Big Beacon by Alan Partridge
Some entertaining and occasionally very funny light reading. Alan renovates a lighthouse while trying to engineer his way back onto our TV screens. We all know someone who is a little bit Alan. I thought this was good fun.

Letters To My Palestinian Neighbour by Yossi Klein Halevi
This is a series of thoughtful and often poetic letters by an Israeli resident to an imaginary Palestinian friend whose house he can see on the hillside close to where he lives. I found this fascinating – it was a really powerful insight into the Israeli mindset, what draws people there and drives them to establish homes in the West Bank despite the obvious reasons not to.

whinsome · 29/01/2024 15:11

@BestIsWest Fascinating indeed, there's so much going on in the natural world that we barely know about.

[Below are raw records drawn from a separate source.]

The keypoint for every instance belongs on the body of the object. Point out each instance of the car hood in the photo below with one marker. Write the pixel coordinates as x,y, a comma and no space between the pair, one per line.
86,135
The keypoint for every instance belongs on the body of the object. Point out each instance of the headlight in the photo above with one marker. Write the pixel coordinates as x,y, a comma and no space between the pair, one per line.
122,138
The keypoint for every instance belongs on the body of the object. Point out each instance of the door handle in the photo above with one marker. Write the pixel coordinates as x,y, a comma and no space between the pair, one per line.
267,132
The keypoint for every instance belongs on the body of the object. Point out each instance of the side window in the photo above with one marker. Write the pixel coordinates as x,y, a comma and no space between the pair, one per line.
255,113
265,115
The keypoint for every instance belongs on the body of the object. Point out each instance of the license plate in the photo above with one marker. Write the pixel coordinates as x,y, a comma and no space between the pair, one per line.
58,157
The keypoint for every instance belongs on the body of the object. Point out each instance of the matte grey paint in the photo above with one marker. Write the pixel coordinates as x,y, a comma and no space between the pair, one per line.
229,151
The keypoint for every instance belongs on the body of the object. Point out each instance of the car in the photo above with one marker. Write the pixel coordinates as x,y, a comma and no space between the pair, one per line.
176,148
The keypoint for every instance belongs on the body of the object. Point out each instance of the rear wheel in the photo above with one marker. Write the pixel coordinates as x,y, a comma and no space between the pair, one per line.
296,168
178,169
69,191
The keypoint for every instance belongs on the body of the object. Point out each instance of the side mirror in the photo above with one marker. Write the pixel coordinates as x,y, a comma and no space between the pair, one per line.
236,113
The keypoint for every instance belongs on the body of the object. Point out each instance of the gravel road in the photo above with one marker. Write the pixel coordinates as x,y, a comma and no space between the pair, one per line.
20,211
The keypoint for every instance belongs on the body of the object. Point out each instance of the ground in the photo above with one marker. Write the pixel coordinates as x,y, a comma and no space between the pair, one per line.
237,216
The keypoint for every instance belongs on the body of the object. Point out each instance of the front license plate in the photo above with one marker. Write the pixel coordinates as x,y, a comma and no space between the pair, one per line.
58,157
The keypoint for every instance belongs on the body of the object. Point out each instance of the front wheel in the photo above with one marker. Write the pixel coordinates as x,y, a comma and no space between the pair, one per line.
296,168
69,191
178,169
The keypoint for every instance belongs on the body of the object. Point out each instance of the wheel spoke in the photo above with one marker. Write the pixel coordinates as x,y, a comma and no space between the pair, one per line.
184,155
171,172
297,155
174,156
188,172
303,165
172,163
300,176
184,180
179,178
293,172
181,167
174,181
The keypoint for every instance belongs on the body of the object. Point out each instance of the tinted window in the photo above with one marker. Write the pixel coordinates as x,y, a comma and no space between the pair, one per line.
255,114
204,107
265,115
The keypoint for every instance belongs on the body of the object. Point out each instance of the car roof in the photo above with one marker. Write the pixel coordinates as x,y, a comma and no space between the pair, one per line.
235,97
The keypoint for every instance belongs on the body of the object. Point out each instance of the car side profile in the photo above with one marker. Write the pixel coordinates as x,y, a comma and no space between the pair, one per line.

@PermanentTemporary Hope you find it useful! She also has a website I've just spotted: https://rebuggingtheplanet.org/

@Hoolahoophop Third book already! 🙌 So pleased you're enjoying them. Yes, I too would love to be a dreamer of Mona, plus have a horse or two and a hound to keep me warm in bed! Haven't been to Anglesey for years but would quite like to visit again now.

Vicki Hird

Rebugging the planet

https://rebuggingtheplanet.org/

Terpsichore · 29/01/2024 16:32

Thanks @Boiledeggandtoast, I'm getting there, I think. Glad you liked Modern Ranch Living - I’m trying to prune down my physical books but I’m afraid I’ve just crumbled and splurged the grand total of £2.21 on eBay on a copy of Mark Poirier's previous book, Goats, which bids to offer more of the same amusing writing style.

RemusLupinsBiggestGroupie · 29/01/2024 17:18

@LadybirdDaphne It’s absolutely fine. I enjoyed it.